1. Field of the Invention
The present invention relates to a method and apparatus for automatic document recognition and, more particularly, to a method for automatically determining the language of the characters of the document.
2. Description of Related Art
Optical character recognition and the use of optical character recognition to convert scanned image data into text data suitable for use in a digital computer is well known. In addition, methods for converting scanned image data into text data and the types of errors such methods generate are well known. However, the proper selection of the character recognition method is highly dependent upon the script (alphabet or ideogram) used in the document. Further, the selection of a proper method for error correction is highly dependent upon the language of the document. Conventionally, the methods for optical character recognition and for error correction in optical character recognition systems have been provided on the assumption that the script and language used in the document is the usual script and language of the country in which the system is being used. That is, in the United States, conventional optical character recognition systems would assume that the document is in English and uses Roman script, while in Japan, an applicable character recognition system would be implemented assuming that the language is Japanese and uses the Japanese scripts. Alternately, an optical character recognition system can be implemented with the character recognition and error resolution methods for a plurality of languages.

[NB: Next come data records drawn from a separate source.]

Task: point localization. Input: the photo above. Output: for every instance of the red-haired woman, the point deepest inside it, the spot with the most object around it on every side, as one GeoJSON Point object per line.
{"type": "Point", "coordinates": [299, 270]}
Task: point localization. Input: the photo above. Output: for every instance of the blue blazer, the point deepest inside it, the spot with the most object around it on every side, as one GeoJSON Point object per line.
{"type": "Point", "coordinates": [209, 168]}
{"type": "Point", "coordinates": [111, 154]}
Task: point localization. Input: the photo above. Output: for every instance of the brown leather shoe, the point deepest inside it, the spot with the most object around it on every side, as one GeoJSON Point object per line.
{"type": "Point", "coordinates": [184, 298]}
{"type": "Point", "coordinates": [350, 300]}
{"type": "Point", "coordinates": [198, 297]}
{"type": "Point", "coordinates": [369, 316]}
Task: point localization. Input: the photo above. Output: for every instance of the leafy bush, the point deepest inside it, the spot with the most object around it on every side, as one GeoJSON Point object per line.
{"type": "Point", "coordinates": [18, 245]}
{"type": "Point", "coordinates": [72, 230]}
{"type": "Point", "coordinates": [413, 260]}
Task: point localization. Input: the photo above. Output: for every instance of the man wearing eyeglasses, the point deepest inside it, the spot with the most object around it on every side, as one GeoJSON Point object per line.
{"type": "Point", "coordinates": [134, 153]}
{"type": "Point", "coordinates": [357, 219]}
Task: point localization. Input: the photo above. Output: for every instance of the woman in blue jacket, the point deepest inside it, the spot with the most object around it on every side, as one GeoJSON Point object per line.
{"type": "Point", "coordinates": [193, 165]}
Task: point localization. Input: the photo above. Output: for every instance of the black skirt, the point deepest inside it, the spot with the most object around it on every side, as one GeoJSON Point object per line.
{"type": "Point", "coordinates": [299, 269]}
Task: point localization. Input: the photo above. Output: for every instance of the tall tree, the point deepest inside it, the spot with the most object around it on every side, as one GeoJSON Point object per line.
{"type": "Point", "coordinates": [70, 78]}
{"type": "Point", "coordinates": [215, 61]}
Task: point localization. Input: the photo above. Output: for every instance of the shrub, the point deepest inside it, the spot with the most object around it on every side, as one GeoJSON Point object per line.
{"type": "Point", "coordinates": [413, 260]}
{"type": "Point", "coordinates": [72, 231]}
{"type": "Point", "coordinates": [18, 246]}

However, it has heretofore not been possible to have the optical character recognition system automatically determine the script type and/or language of the document. Rather, as each document is provided to the optical character recognition system, some indication of the particular language and script of the document must be given to the optical character recognition system. This has been accomplished by either having the operator input data concerning the language and script of the document to the optical character recognition system, or by having the document provided with special markings which indicate the language and script of the document.